Deputy First Minister John Swinney said the government did not want to stop people going to pantomimes, concerts and the cinema over the festive season – but stressed the importance of being vaccinated and taking a lateral flow test.
He suggested that new measures being introduced this week to reduce overcrowding and bottlenecks in key sectors would stop short of physical distancing rules which would close venues and events down, including over Hogmanay.
The government has said that legal regulations will be put in place to ensure operators “take measures which are reasonably practicable to minimise the risk of transmission.”

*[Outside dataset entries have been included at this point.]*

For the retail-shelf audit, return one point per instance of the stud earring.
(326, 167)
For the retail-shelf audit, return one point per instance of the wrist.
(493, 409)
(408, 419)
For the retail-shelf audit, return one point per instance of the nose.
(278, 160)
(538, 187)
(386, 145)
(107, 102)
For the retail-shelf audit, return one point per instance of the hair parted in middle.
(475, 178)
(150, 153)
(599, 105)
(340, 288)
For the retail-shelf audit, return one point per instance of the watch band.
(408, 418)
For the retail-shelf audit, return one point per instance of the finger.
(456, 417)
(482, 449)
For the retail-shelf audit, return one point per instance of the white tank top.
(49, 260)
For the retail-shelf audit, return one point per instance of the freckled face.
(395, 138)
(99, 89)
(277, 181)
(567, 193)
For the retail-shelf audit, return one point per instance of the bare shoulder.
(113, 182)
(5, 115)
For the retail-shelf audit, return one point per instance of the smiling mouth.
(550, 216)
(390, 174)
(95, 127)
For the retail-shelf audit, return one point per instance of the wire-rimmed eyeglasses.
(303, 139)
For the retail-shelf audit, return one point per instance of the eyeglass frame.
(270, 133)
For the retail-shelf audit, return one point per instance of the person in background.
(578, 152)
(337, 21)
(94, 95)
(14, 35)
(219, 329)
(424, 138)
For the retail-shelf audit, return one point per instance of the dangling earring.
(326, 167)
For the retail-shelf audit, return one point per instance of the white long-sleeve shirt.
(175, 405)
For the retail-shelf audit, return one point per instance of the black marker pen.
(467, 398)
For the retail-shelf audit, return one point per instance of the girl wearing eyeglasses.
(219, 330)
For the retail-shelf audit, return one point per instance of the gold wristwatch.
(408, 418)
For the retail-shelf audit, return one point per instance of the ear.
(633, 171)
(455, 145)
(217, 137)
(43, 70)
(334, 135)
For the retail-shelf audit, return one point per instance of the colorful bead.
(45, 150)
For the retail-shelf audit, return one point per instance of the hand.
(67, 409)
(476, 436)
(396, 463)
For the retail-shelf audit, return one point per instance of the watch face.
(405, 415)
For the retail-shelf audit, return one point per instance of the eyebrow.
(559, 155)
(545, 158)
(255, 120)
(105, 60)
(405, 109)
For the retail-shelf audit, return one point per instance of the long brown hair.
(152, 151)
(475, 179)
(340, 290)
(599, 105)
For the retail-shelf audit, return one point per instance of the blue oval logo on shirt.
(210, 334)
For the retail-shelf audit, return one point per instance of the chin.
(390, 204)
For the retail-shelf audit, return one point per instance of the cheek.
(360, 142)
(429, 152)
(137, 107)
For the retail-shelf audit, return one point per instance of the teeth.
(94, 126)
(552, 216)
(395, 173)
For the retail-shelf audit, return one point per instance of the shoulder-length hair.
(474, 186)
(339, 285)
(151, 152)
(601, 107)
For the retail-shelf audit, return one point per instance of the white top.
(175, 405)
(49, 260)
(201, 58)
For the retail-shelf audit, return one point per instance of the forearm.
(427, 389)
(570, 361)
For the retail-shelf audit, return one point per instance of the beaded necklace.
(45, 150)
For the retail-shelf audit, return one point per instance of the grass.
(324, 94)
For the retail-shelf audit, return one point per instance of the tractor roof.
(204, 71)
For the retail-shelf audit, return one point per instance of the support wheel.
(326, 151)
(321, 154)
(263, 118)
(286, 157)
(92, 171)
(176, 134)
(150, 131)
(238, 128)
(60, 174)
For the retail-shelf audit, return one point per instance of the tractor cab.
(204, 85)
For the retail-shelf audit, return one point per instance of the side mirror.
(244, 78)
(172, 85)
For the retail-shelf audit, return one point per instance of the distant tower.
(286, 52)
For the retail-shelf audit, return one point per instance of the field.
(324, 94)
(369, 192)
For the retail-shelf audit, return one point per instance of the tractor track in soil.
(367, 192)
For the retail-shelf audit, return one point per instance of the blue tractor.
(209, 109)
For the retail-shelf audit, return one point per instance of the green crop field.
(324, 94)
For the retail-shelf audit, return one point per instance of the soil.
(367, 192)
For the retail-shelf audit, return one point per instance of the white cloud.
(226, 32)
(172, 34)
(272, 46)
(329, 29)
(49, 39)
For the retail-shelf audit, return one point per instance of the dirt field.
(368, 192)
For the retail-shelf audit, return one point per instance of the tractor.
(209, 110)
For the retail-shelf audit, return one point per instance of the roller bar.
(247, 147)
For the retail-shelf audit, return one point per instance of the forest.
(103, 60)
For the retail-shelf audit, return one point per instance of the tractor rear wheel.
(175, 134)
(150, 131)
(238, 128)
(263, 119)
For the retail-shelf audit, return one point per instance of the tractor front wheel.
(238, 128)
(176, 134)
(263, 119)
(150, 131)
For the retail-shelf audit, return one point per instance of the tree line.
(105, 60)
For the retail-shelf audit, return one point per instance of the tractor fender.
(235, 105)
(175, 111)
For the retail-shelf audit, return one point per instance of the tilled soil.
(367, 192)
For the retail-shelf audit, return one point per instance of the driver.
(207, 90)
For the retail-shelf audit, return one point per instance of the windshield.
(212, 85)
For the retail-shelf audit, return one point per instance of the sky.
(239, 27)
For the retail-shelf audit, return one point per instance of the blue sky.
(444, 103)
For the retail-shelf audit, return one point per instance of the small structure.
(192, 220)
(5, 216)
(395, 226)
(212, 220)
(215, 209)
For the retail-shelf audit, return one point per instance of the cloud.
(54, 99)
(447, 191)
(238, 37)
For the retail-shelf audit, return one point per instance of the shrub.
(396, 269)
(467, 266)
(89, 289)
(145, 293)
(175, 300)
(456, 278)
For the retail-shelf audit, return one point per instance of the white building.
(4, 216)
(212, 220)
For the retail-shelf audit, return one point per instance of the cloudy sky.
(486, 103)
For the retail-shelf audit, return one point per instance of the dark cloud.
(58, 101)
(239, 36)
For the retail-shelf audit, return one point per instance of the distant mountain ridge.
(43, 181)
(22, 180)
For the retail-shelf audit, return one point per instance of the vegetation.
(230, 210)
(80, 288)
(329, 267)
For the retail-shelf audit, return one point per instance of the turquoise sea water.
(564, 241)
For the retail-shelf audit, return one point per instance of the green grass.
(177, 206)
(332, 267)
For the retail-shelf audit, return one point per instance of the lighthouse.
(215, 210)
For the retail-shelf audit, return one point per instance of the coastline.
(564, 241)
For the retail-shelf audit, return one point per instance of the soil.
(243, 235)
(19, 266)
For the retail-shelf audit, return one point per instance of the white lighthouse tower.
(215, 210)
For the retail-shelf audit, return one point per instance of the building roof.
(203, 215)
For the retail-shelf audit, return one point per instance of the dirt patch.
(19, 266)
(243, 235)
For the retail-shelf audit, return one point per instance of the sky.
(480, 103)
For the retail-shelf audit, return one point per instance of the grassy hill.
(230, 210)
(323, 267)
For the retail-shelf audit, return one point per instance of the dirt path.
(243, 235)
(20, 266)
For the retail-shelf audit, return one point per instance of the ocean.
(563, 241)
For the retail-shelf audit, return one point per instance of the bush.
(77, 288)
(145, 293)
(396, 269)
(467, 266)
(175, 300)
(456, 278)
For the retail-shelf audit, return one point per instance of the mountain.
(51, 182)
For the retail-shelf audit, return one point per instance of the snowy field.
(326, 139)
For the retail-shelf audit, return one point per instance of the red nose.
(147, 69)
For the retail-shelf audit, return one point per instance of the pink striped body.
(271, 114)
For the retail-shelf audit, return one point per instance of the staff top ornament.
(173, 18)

On Tuesday, First Minister Nicola Sturgeon insisted she was not asking anyone to “cancel Christmas” – but urged people to reduce interactions with other people and limit socialising in “indoor public places” to three households per group.
Speaking on Radio Scotland, Mr Swinney said: “The primary purpose of the guidance we set out was to encourage people to reduce their social interaction on either side of the formal Christmas period so that we can all enjoy that period with those that we love.

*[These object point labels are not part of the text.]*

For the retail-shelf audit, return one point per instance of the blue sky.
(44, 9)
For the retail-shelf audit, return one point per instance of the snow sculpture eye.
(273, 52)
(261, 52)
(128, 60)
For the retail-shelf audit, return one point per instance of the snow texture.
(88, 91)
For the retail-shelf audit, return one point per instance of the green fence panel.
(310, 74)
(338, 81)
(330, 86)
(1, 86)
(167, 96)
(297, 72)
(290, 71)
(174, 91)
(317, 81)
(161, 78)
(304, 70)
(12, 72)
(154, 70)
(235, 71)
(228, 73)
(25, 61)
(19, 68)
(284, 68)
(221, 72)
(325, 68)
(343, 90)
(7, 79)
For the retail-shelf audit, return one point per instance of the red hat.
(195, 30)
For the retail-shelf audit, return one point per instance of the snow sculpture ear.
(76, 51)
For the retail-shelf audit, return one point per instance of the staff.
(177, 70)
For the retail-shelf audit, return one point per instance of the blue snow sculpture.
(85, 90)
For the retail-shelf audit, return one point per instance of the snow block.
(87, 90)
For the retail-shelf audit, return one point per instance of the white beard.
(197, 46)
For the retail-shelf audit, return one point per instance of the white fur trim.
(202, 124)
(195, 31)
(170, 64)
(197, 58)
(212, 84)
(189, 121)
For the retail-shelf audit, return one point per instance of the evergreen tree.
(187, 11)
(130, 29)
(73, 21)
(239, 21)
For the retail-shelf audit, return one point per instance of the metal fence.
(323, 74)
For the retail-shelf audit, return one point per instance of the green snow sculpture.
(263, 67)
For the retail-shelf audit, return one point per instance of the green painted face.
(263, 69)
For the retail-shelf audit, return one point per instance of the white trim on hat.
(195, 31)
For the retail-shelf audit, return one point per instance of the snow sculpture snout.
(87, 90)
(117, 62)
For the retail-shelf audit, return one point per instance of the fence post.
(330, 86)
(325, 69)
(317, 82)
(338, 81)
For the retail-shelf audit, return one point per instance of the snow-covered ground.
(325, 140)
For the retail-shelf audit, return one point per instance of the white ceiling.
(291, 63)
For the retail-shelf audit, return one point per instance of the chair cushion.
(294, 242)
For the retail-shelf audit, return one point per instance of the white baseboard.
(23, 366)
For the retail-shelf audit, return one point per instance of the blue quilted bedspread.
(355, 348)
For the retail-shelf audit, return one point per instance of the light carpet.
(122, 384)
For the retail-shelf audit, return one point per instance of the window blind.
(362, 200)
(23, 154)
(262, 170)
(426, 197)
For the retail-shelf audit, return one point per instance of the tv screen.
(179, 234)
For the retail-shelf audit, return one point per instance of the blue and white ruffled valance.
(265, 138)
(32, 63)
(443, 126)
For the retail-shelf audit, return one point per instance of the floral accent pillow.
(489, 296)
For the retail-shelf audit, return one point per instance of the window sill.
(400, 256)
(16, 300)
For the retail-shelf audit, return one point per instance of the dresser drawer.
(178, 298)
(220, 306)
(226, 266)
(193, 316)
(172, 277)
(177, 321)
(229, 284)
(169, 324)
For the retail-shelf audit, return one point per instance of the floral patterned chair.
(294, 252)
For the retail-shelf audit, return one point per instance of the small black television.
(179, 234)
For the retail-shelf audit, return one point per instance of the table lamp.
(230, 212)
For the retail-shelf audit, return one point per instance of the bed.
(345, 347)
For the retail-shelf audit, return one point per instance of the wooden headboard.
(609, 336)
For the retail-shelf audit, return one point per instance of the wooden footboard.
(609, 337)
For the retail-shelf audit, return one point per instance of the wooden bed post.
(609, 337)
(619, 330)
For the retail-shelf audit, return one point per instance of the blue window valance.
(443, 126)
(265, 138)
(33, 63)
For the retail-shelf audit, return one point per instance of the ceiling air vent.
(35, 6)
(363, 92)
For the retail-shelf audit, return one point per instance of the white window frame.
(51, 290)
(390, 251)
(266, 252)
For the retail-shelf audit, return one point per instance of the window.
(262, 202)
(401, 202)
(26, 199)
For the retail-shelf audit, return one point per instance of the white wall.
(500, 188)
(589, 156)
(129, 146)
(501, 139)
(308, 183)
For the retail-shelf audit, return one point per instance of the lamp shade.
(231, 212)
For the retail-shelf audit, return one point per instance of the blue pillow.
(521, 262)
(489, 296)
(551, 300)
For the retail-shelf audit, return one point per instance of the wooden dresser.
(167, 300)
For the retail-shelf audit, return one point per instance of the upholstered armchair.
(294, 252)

"There are other events which will be going on, whether that is the panto, visits to the cinema or large sporting events. We’re trying to strike a balance between household interaction and some of the wider events that people would have an expectation to be part of in the period that lies ahead.
“People should make sure they are vaccinated to the highest level they possibly can be and do a lateral flow test before they out to a particular event.
“We’re trying to strike balance. There’s no perfect black and white situation. We’re trying to provide people with guidance that will help with a communal effort to suppress the spread of a really contagious virus that is spreading at a very alarming rate.
"People are not going to the panto every night. They will be going once over the Christmas period. People will be looking forward to that. I know what the panto means to families and the joy of experiencing that together.
“We’re trying to say: ‘Go ahead with that safely, but try to then temper the amount of social interaction you have with multiple households on other occasions.”
Ms Sturgeon said the government would be “reinforcing” messaging on the importance of wearing face coverings - a legal requirement for venues, indoor events and nightclubs unless people are eating, drinking or dancing.
New guidance will be issued to urge people to wear masks in crowded outdoor areas such as Christmas markets and other festive celebrations.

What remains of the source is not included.